Saturday, March 31, 2012
Sometimes you think to yourself, "You can't write this stuff," and the you realize that someone did in fact write this stuff and you just roll your eyes, which in this case makes the whole think truly unfortunate. Today's villain is none other than THE TEN-EYED MAN. (Get it - roll your eyes - ten eyes - really bad joke.)
Anyway, here's the story:
Philip Reardon served as a soldier in the U.S. Special Forces in Vietnam until he was honorably discharged after a grenade fragment hit him between the eyes. He returned to civilian life as a warehouse guard. One night, he was knocked out by thieves who had planted a bomb to blow up the warehouse. When Batman arrived at the scene, Reardon had recovered, but his vision was blurred. He mistook Batman for one of the thieves, and attempted to battle him. By the time he did recognize Batman, the warehouse exploded and Reardon's retinas were burned, which impacted his war injury and blinded him permanently in both eyes.I'm sorry, but in the history of lame origin stories, connecting ones optic nerves to one's fingers is amongst the lamest. Really, without radioactivity or hazardous waste, any serious scientist knows it could not possibly work!
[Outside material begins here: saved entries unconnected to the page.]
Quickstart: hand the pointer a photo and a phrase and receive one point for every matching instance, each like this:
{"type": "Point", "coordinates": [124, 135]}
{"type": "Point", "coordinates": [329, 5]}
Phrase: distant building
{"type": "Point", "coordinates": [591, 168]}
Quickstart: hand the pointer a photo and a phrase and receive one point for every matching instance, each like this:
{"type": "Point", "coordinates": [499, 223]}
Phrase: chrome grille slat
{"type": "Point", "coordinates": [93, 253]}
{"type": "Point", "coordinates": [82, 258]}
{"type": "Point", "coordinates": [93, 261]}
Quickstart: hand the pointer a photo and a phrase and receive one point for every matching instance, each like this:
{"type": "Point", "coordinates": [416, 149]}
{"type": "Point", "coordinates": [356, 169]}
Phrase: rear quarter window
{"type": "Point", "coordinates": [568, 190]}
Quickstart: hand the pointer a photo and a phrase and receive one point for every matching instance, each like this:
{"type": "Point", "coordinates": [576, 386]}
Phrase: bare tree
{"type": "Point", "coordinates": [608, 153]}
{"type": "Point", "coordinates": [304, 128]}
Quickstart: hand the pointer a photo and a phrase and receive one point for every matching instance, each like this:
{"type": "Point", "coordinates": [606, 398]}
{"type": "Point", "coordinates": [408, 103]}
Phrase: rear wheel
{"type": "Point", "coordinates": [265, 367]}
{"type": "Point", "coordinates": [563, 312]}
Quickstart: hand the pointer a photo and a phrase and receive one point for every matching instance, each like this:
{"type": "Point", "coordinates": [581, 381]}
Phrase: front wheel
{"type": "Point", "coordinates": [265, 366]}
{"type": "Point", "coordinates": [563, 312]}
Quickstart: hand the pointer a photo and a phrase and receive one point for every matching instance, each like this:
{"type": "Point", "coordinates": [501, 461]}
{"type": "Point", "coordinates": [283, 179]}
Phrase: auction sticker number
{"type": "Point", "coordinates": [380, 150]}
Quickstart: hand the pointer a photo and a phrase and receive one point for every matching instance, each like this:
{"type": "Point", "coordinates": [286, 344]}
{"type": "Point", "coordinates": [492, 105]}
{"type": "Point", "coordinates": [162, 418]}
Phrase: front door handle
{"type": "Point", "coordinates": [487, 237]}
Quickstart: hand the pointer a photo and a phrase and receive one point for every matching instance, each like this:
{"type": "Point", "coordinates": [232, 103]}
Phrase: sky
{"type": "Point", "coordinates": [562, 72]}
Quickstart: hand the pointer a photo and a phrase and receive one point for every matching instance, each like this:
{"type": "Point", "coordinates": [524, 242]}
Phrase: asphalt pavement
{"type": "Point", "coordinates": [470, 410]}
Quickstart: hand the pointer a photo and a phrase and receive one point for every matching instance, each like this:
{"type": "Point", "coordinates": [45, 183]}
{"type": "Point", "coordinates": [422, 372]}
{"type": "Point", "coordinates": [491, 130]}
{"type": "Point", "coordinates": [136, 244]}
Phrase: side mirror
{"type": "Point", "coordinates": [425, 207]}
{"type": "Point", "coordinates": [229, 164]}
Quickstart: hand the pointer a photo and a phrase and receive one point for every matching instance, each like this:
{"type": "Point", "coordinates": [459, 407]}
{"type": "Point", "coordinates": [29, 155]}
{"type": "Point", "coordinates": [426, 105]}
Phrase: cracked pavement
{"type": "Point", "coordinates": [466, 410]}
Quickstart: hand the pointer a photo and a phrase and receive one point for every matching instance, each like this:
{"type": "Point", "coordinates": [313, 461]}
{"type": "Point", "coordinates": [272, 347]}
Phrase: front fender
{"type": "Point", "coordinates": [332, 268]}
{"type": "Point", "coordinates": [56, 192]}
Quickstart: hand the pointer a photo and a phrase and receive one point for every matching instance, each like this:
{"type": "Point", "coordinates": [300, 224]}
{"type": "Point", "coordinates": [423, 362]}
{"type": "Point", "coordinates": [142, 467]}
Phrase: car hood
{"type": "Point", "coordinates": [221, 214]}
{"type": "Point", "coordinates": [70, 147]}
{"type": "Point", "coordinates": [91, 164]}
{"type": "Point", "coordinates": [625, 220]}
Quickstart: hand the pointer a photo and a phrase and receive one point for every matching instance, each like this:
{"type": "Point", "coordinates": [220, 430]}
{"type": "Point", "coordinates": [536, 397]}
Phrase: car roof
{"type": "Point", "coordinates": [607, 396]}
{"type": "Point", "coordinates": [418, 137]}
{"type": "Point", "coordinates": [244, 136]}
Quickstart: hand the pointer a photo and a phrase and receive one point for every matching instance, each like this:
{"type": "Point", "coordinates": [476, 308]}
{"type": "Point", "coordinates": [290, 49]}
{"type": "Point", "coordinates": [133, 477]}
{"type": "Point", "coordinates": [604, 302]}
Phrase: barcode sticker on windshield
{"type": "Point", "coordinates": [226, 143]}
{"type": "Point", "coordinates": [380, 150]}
A brilliant doctor named "Dr. Engstrom" reconnected his optic nerves to his fingertips, enabling him to see through them. Reardon blamed Batman for what had happened to him, and under the identity of "The Ten-Eyed Man" tried to take his revenge on him.
There's another problem:
The Ten-Eyed Man is often easily defeated simply by injuring his sensitive eyes/fingers; i.e., by tricking him into catching or touching something. Or theoretically giving him a high-five.And what happens when he eats fried chicken? (finger lickin' good - get it.) Can he fire a gun? Throw a punch?
Wait, I know, hook him up with some kryptonian DNA and give him heat vision - now we got something.